Wednesday, April 10, 2013
140: Siegfried Giedion's Mechanization Takes Command
Working from a wide range of sources, including models, manufacturing records, catalogues, advertising leaflets, etc. (he was frustrated to find that most inventors and businesses did not keep records of failed inventions), Giedion traces the development of mechanization in Western history, from ancient and medieval times to the mid-20th century, with an emphasis on the 19th and 20th century. The books is arranged first thematically and then chronologically, and technologies, photography, painting, and business history are all intermingled, so that the reader can get a sense of the social and cultural context of different kinds of technologies in addition to a general sketch of their development. For instance, his section on movement includes Oresmi's 15th century diagrams of planets in motion, Marey's 19th century photographic studies of birds in flight, Muybridge's photos of men at work and Gilbreth's abstract lines of time and motion studies; as movement becomes more abstract, representations of it (Joyce, Picasso) become more fragmented and sad about the loss of human continuity. Perhaps mechanization, as linked to this rationalization of living movement, separates thought and feeling?

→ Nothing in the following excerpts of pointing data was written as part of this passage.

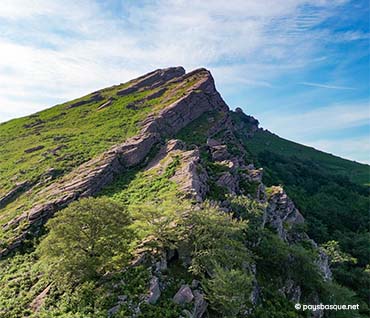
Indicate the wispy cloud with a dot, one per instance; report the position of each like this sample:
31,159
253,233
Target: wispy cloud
358,147
310,124
328,86
313,128
52,50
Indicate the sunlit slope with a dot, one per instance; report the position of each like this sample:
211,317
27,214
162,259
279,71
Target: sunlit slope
265,141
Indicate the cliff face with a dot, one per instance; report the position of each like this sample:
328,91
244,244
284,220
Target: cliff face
89,178
197,127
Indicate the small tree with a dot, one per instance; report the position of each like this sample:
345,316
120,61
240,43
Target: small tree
87,239
229,291
215,236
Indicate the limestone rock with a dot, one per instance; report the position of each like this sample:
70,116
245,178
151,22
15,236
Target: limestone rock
153,79
154,291
200,305
40,299
96,97
34,149
184,295
282,215
228,181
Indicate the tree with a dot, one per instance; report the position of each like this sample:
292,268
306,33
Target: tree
215,236
87,239
229,291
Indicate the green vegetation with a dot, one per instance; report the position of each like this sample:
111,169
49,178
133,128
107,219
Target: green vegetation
264,141
329,192
47,145
100,255
229,292
86,240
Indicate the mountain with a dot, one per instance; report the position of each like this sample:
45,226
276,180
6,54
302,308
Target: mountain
153,199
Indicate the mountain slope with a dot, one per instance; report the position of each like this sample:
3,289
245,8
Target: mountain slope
205,232
265,141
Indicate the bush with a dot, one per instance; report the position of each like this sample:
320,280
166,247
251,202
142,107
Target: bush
228,291
86,240
215,236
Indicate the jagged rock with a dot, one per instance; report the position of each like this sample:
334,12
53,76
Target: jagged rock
106,104
154,291
161,265
195,283
282,215
14,193
33,149
213,142
96,97
200,305
153,79
291,291
228,181
40,299
323,264
184,295
254,175
184,254
191,177
220,153
115,309
121,299
36,123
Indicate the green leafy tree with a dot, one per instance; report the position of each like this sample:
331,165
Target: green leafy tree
335,254
215,236
87,239
229,291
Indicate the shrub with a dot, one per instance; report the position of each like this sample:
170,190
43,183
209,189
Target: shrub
86,240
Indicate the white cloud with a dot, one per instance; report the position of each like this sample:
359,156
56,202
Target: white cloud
328,86
358,148
306,124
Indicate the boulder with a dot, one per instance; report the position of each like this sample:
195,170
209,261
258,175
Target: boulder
200,305
184,295
154,290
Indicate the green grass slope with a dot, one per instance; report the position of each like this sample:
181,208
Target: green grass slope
267,141
333,195
45,146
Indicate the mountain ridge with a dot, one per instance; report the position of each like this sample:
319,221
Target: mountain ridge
177,154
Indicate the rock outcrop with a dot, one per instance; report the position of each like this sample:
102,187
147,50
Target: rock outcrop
282,215
92,176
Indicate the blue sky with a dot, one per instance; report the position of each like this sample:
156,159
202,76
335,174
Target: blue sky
299,66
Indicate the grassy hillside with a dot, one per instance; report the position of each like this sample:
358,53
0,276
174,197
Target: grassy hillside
333,195
267,141
38,149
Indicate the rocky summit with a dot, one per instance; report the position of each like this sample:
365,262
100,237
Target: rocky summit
153,198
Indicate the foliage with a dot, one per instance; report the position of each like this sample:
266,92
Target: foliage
228,291
86,240
215,236
330,194
332,249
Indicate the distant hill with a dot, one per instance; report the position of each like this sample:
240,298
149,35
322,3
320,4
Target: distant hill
153,199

Giedion uses this vast and rather fragmented anonymous history of technology to caution against the "illusion" of progress, arguing that we have never had so many tools to abolish slavery, but all we show for it is an inability to organize the world or even ourselves. We live in age of "mechanized barbarism, the most repulsive barbarism of all," where a fragmented, mechanized view of the world has prevented us from seeing the whole picture even as revolutions in art and culture since the 20th century have tried to head in a more holistic direction, but it doesn't have to be that way. Giedion argues that in order to achieve an equilibrium between humans and technology, we need to reconnect some of the fragments: individual with community, thinking with feeling, specialized knowledges with one another, and the human body with "cosmic forces," or both man-made AND organic environments.
Basically, we need to become human again, and take a more holistic, contextual approach to technological development. In the wake of WWII and the atomic bomb and fears of nuclear annihilation, this book must have been a welcome relief to those who read it.